Piłkarze strzelają do swoich bramek,
policjanci w nieoznakowanych radiowozach zatrzymują policjantów w innych
nieoznakowanych radiowozach, księża spowiadają się z grzechów popełnionych
myślą, słowem i uczynkiem, to ja nie mogę popełnić błędu ortograficznego?
Mogę, ale przecież nie będę wam podpowiadał,
kiedy, gdzie i jak pokalałem polszczyznę. Nie będę też głupio się tłumaczył, że
to piłka mnie trafiła, a nie ja ją, że goniłem przestępcę i nie chciałem się
dekonspirować, że jestem tylko człowiekiem i nic, co ludzkie, nie jest mi obce.

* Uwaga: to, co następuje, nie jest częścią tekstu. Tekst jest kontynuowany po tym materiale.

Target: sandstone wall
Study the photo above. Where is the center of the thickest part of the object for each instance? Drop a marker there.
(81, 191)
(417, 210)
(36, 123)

Kiedy dowiedziałem się o tym „swojaku”,
wyciągnąłem z zakamarków pamięci wszystkie wyrazy na k, ch, p – praktycznie od
a do z. Żeby w stanie wzburzenia emocjonalnego nie ryzykować kolejnego błędu na
piśmie, tylko wymamrotałem je sobie pod nosem, zupełnie nie przykładając się do
właściwego akcentowania.
Jak nie ten, to inny piłkarz wcześniej czy
później znowu pomyli bramki. Być może jakiś policjant po cywilnemu za chwilę
straci prawo jazdy za rażące przekroczenie dozwolonej prędkości w terenie
zabudowanym. Raczej nie muszę nikogo przekonywać, że sutanna to jeszcze nie
aureola.
Chciałbym się mylić, ale mam przeczucie
graniczące z pewnością, że jeszcze nieraz (wolałbym napisać „nie raz”) ch
pomyli mi się z h, rz z ż, a ó z u. Znowu sobie wtedy zaklnę i pomyślę o tych,
nad którymi znęcam się tutaj co dwa tygodnie. Przeczytali czy jeszcze nie
znaleźli? Będą mieli powód do beki czy zadowolą się tą samokrytyką?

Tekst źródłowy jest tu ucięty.